We no longer have the luxury of time to deliver the unwanted baby to the orphanage and walk away. We have to get back to the model in which the same people who build the solution also support it.

The first question to ask a team nowadays is: “Can you release to production safely from whatever is in your mainline at any time, without fear and without a lot of additional preparation?”

That doesn’t mean we can forget about delivery. It shifts our focus from delivery to production. We want to use any and all techniques and tools that enable us to maintain the integrity of the production environment and deal with any emergent issues quickly and effectively. We have to consider new “-ilities” in our solution designs, such as resiliency and observability.

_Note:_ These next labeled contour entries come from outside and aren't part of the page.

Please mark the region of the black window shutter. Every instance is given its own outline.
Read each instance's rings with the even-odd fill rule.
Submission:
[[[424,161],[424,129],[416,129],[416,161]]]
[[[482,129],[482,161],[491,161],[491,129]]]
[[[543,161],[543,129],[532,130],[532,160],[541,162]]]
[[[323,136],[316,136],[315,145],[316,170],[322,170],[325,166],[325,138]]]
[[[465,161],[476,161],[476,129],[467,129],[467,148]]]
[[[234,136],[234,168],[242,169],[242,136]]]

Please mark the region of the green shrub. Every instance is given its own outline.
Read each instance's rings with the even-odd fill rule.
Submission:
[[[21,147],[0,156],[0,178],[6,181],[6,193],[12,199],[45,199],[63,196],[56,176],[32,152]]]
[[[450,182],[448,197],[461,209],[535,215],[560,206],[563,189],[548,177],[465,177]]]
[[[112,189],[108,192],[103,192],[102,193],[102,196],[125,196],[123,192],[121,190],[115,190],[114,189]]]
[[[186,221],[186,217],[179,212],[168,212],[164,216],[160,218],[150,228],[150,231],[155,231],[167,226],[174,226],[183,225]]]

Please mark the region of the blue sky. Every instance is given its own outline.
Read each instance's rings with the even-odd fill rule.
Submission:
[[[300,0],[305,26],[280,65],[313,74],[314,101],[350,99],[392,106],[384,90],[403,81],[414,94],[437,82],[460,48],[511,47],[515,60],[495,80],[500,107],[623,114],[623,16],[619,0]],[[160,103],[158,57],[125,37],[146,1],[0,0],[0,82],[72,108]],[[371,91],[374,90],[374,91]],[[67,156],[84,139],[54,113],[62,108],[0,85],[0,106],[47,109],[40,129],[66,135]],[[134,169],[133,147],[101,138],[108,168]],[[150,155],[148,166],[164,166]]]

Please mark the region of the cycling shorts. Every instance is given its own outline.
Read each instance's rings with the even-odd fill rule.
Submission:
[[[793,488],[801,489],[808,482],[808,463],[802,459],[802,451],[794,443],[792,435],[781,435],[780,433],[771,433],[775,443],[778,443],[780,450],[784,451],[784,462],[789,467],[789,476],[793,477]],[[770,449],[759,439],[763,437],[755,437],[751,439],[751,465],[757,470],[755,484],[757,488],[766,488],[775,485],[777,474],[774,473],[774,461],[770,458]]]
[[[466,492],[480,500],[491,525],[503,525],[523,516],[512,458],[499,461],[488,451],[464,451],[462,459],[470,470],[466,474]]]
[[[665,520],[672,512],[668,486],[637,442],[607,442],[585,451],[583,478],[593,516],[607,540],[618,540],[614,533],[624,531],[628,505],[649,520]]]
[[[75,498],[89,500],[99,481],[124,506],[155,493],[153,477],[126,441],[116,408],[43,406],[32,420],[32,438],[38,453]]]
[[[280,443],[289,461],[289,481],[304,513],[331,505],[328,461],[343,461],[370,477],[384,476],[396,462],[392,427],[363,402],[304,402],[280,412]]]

There are many practices and tools we have to learn, including those of us who are already experienced in the field. Like it or not, TDD is one of those practices. It helps us introduce changes to production without breaking things.

What about personal preference?

Based on my description of TDD, you might think I’m suggesting it’s mandatory. Actually, I consider people’s happiness and personal satisfaction to be more important. We don’t live to work; we work to live. And some people just prefer not to write code in a test-first way.

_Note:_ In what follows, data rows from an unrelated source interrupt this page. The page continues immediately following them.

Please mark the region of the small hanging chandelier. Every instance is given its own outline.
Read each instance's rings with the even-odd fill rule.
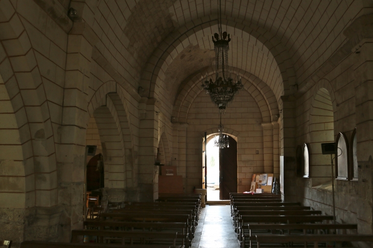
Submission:
[[[214,145],[220,149],[229,147],[229,141],[228,139],[228,135],[223,134],[224,128],[224,125],[221,123],[221,115],[220,115],[220,124],[218,126],[219,137],[217,139],[216,136],[215,136],[214,140]]]
[[[213,42],[215,51],[215,80],[202,76],[202,87],[206,94],[210,94],[211,101],[219,108],[219,114],[225,113],[225,108],[233,101],[235,96],[243,86],[241,77],[237,75],[236,80],[232,78],[228,69],[228,51],[229,49],[230,38],[226,32],[222,33],[221,0],[219,2],[220,16],[218,18],[219,34],[215,33]],[[219,21],[220,19],[220,21]]]

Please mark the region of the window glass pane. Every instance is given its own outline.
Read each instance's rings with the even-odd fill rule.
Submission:
[[[353,164],[353,175],[354,179],[358,179],[358,156],[357,154],[356,147],[357,147],[357,142],[356,141],[356,134],[354,136],[354,140],[352,144],[352,156]]]
[[[305,144],[303,148],[303,162],[304,165],[305,176],[310,175],[310,159],[308,153],[308,147]]]
[[[347,145],[343,136],[340,136],[338,139],[337,154],[338,159],[338,178],[340,179],[347,179]],[[341,153],[342,154],[341,154]]]

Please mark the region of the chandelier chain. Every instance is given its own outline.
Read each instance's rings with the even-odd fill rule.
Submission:
[[[213,36],[214,48],[215,51],[215,80],[202,76],[202,87],[209,94],[211,101],[219,108],[219,114],[225,113],[225,109],[235,96],[241,89],[242,79],[237,73],[234,79],[229,72],[228,66],[228,51],[229,49],[230,35],[226,32],[222,32],[221,21],[221,0],[219,0],[219,12],[218,15],[219,34],[215,33]]]

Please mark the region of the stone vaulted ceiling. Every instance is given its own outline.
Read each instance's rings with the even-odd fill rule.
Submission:
[[[274,43],[281,55],[286,54],[289,59],[290,64],[284,66],[294,68],[295,75],[288,75],[295,77],[292,84],[301,83],[309,80],[343,44],[346,38],[342,31],[357,16],[354,9],[360,6],[356,5],[362,4],[360,1],[352,0],[221,2],[222,14],[230,27],[235,30],[239,30],[242,25],[262,29],[261,32],[254,29],[254,33],[250,34],[250,37],[255,37],[252,40],[232,35],[229,66],[250,72],[270,86],[272,81],[282,80],[281,74],[284,70],[278,69],[277,55],[271,54],[266,47],[268,42],[272,42],[272,46]],[[121,27],[127,39],[128,52],[135,60],[132,65],[138,75],[147,69],[146,65],[151,55],[167,37],[176,35],[175,31],[183,27],[191,30],[193,25],[196,27],[201,21],[211,22],[216,19],[219,7],[218,0],[127,0],[117,1],[116,3],[124,16]],[[186,46],[183,49],[188,51],[178,51],[177,58],[164,71],[165,85],[162,87],[171,94],[171,105],[180,91],[178,89],[182,82],[211,66],[208,62],[211,58],[204,52],[213,48],[211,36],[217,31],[212,30],[214,26],[216,27],[216,22],[211,23],[211,32],[203,30],[204,36],[198,39],[198,46],[193,43],[192,57],[195,58],[188,60],[181,58],[187,56],[190,50]],[[205,28],[203,25],[202,28]],[[268,42],[258,43],[259,37]],[[169,47],[173,44],[167,45]],[[150,63],[157,66],[157,62]],[[271,89],[277,91],[274,93],[277,98],[278,94],[284,94],[283,90],[279,91],[273,87]]]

I know everyone will not “like” TDD, and they don’t have to give me any reasons or explanations for that. They are choosing to do their work less effectively than they could, but that’s not my call. It’s theirs. It’s yours. I only ask that you be aware of what you’re trading away, and not close your mind to it because it doesn’t feel good to say you’re trading anything away.

Notwithstanding the comments about microservices and cloud environments, it’s still true that many organizations aren’t operating that way. Traditional methods might be just fine in many cases. Those are good places for opponents of TDD to work.

You might think, based on my obvious support for TDD as a good practice, that I would expect anyone who learns it properly will react the same way as I did, years ago: [slaps forehead] “Why haven’t I been doing this all along?”

But I’ve seen a counterexample. One counterexample is sufficient to disprove a generality.

I was working with a large client several years ago, and one of their lead developers was strongly opposed to TDD. Neither I nor any of the other technical coaches could convince him to work that way. I paired with him on occasion, and saw that the quality of his work was very high. He tended to write skeleton classes and then fill them in little by little until all the functionality was in place. That’s a time-honored approach. But he didn’t test his code, except in a manual and ad hoc way. The initial implementation was sound, and that’s what he cared about. I would say one reason he could afford to stop caring at that point was that the development teams at that company were not directly responsible for production.

One day we were asking for volunteers from client staff to run a code dojo. He volunteered to run a dojo about TDD. With no help from any of the technical coaches, he prepared the session and facilitated it like an expert. He taught 24 of his colleagues how to do TDD properly. It turned out that he understood TDD on a deep level. He was able to overcome people’s objections, explain the value proposition, and put realistic context around the design and creation of test cases. He was as skilled at TDD as any of us coaches, and as skilled a teacher, mentor, and coach.

He simply preferred not to do his own work that way.

And that’s okay. I’m not preaching at you. I’m just trying to clarify some of the common misconceptions about TDD that you’re likely to find online and hear from colleagues who don’t have a good grasp of the topic. Make your own professional choices. Just make them based on knowledge and not on false assertions.